Violas are perennial and grow best in well drained soil that has an open structure to encourage fibrous roots and promote many stems from the same root. They may get a bit leggy so cut back two or three times during the spring and summer to encourage new shoots and more flowers. Aid this by applying a liquid rose fertilizer or seaweed and keep watered.
Violas do not have the ‘blotch’ of the pansy but may have dark rays in the blue yellow or mauve petals. Violettas are very similar but with smaller flowers, compact habit and a good fragrance.
Many violas self seed but I try and collect seed from plants that I like.

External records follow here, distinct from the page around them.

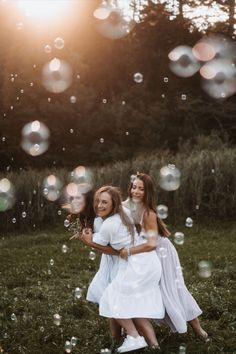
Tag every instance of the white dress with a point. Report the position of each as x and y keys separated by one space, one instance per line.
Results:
x=134 y=292
x=107 y=270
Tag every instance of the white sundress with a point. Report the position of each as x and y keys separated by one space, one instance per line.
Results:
x=134 y=292
x=107 y=271
x=180 y=306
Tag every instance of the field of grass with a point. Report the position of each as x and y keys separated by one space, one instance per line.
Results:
x=34 y=290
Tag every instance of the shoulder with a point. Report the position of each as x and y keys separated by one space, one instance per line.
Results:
x=149 y=216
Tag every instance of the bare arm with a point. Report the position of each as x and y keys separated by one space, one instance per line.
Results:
x=87 y=238
x=150 y=226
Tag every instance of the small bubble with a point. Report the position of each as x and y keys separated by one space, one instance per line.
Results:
x=13 y=317
x=59 y=43
x=47 y=48
x=74 y=341
x=92 y=255
x=138 y=78
x=73 y=99
x=189 y=222
x=68 y=347
x=78 y=293
x=179 y=238
x=64 y=249
x=57 y=319
x=66 y=223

Sow the fresh seed on the surface of the compost but exclude light until they germinate in about 2 weeks.
Propagation to get more Violas for Free
- In the second week of June cut plants back to within 2 inches of the soil.
- When the shoots grow back to 3 inches long scatter some fine soil mixed with peat, amongst the shoots and keep well watered.
- In two or three weeks the shoots will have rooted and can be replanted in a shady spot
- Pinch out the growing tip to encourage branching
- Divide plants every two or three years in Spring as they start to grow or in Autumn but the results may not be as good as the rooted cuttings.
- Alternatively sow fresh seeds in July. Cover lightly but then exclude light for a few weeks until they have germinated. transplant in October to flower next spring.
Violas are so similar to Pansies that they are often sold under both names. Below is a popular variety The Joker which is a viola but is sold as a Pansy.
Violas often have a sweet scent, the blue ones are more closely related to violets and generally smell the strongest. I am looking for some Viola biflora seeds to sow asap.